SQL Query Analyzer

A multi-model system for analyzing natural language queries for SQL generation. Provides query classification, complexity analysis, and schema relevance ranking for text-to-SQL systems.

✨ Features

Feature	Model	Accuracy	Use Case
Query Analyzer	DistilBERT	83.2%	Classify query complexity, type, keywords
Schema Ranker	Sentence-BERT	80% recall	Pre-filter tables for RAG systems

🎮 Try the Interactive Demo →

🚀 Quick Start

# 1. Setup
./setup.sh

# 2. Download pre-trained models (recommended)
huggingface-cli download amannirala13/squery-lens-models --local-dir ./models

# Or train from scratch (~1 hour total)
# ./train.sh           # Query Analyzer (~16 min)
# ./train_ranker.sh    # Schema Ranker (~46 min)

# 3. Test
./analyze.sh "Find customers who spent more than 1000"
./rank.sh "Show all orders" "customers,orders,products,logs"

# 4. Demo
python demo_ranker.py

📦 Models & Data (Hugging Face Hub)

Resource	Link	Size
Pre-trained Models	amannirala13/squery-lens-models	1.6 GB
Training Datasets	amannirala13/squery-lens-data	262 MB

# Download models only
huggingface-cli download amannirala13/squery-lens-models --local-dir ./models

# Download datasets (for training from scratch)
huggingface-cli download amannirala13/squery-lens-data --local-dir ./data --repo-type dataset

📁 Project Structure

sql_classifier/
├── src/
│   ├── model/                    # Query Analyzer (DistilBERT)
│   ├── schema_ranker/            # Schema Ranker (Sentence-BERT)
│   │   ├── ranker.py             # Python API for RAG integration
│   │   └── train.py
│   ├── training/
│   └── api/
│
├── models/
│   ├── best_model_enhanced.pt    # Query Analyzer
│   └── schema_ranker/            # Schema Ranker
│
├── # Scripts
├── setup.sh          # Install dependencies
├── train.sh          # Train Query Analyzer
├── train_ranker.sh   # Train Schema Ranker
├── serve.sh          # Start API server
├── analyze.sh        # Analyze a query
├── rank.sh           # Rank tables
└── demo_ranker.py    # Interactive demo

📊 Query Analyzer

Classifies natural language queries to help route and optimize SQL generation.

Outputs

Complexity: simple, medium, complex
Category: Data Manipulation, Schema Definition, etc.
Subcategories: Read, Write, Aggregation, Filtering, Joining
Keywords: SELECT, JOIN, WHERE, GROUP BY, etc.
Estimated Tables: 1, 2, 3+

Usage

$ ./analyze.sh "Calculate total revenue by product category"

Complexity:     medium (92.8%)
Category:       Data Manipulation (99.7%)
Subcategories:  ['Read', 'Aggregation', 'Grouping']
Keywords:       ['SELECT', 'FROM', 'GROUP BY', 'AS']
Est.
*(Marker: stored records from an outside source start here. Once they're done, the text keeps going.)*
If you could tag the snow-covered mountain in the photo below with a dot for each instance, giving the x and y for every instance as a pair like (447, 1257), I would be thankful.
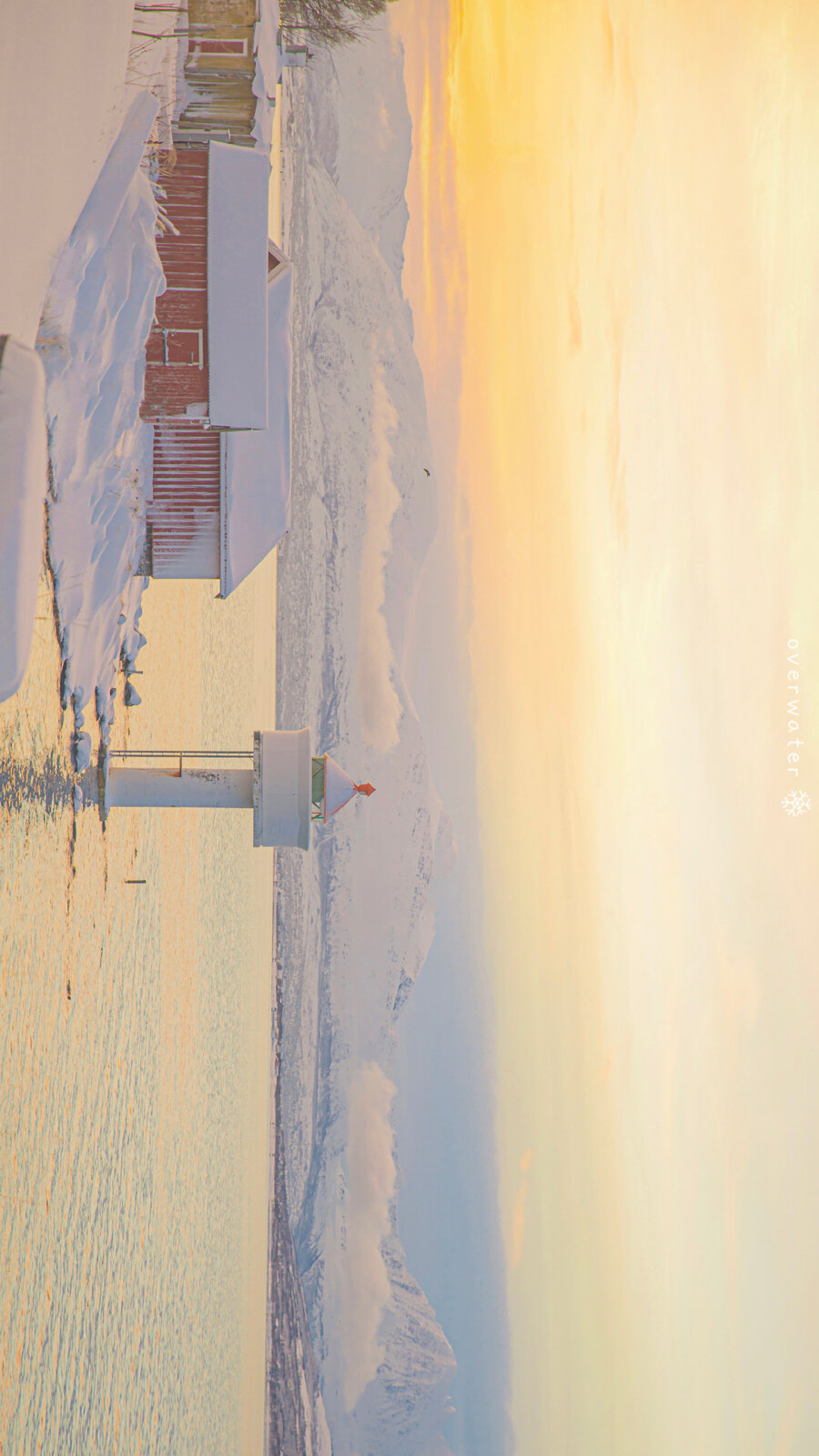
(356, 915)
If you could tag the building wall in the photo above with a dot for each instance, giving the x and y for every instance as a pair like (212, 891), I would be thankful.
(182, 517)
(184, 514)
(220, 69)
(177, 373)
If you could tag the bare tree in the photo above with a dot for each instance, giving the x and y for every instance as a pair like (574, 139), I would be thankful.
(329, 22)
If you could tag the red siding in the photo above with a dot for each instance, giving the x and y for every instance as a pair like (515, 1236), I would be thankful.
(184, 514)
(174, 376)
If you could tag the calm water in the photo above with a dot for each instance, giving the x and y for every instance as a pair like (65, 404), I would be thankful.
(133, 1111)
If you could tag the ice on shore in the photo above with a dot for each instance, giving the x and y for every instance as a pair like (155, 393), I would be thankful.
(22, 500)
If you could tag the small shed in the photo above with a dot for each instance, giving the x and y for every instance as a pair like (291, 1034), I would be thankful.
(219, 373)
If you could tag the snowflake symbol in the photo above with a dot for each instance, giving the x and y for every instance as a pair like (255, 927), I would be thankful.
(796, 803)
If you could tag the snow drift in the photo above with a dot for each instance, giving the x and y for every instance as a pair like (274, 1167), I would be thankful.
(358, 915)
(22, 500)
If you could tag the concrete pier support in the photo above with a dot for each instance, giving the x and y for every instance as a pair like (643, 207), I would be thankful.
(191, 788)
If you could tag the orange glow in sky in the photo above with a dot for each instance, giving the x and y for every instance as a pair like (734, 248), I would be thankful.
(615, 228)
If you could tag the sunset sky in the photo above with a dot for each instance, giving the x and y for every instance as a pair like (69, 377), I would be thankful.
(614, 266)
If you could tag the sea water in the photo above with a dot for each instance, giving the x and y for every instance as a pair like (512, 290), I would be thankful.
(135, 1060)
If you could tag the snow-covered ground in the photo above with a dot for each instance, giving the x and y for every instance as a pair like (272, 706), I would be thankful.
(62, 101)
(92, 339)
(356, 915)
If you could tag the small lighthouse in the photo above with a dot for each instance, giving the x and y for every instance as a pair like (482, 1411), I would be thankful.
(280, 779)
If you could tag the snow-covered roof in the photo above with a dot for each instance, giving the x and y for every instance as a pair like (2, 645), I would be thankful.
(256, 507)
(237, 283)
(22, 497)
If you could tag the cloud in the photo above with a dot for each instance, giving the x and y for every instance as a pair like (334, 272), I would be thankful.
(370, 1186)
(379, 703)
(519, 1212)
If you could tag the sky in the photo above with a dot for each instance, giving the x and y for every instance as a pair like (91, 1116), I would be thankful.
(611, 264)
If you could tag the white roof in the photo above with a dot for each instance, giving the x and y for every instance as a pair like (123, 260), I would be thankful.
(256, 507)
(237, 283)
(22, 499)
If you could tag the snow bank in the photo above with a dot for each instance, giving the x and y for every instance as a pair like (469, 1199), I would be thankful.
(22, 497)
(268, 72)
(94, 331)
(62, 70)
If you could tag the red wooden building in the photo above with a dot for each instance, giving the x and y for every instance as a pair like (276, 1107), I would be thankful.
(217, 371)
Tables:    1

🎯 Schema Ranker

Ranks tables/columns by relevance to a natural language query.

When to Use

Scenario	Schema Ranker Needed?
RAG uses general embeddings (OpenAI, Cohere)	✅ Yes - domain-specific ranking
RAG already has SQL-tuned embeddings	❌ Redundant
100+ tables, need fast pre-filtering	✅ Yes - 7ms for 500 tables
Schema already in RAG vector DB	❌ Query RAG directly

CLI Usage

# Simple table names
./rank.sh "Find customer orders" "customers,orders,products,logs"

# Full schemas (use | separator)
./rank.sh "Find customer orders" \
  "customers (id, name, email)|orders (id, customer_id, total)|products (id, name, price)"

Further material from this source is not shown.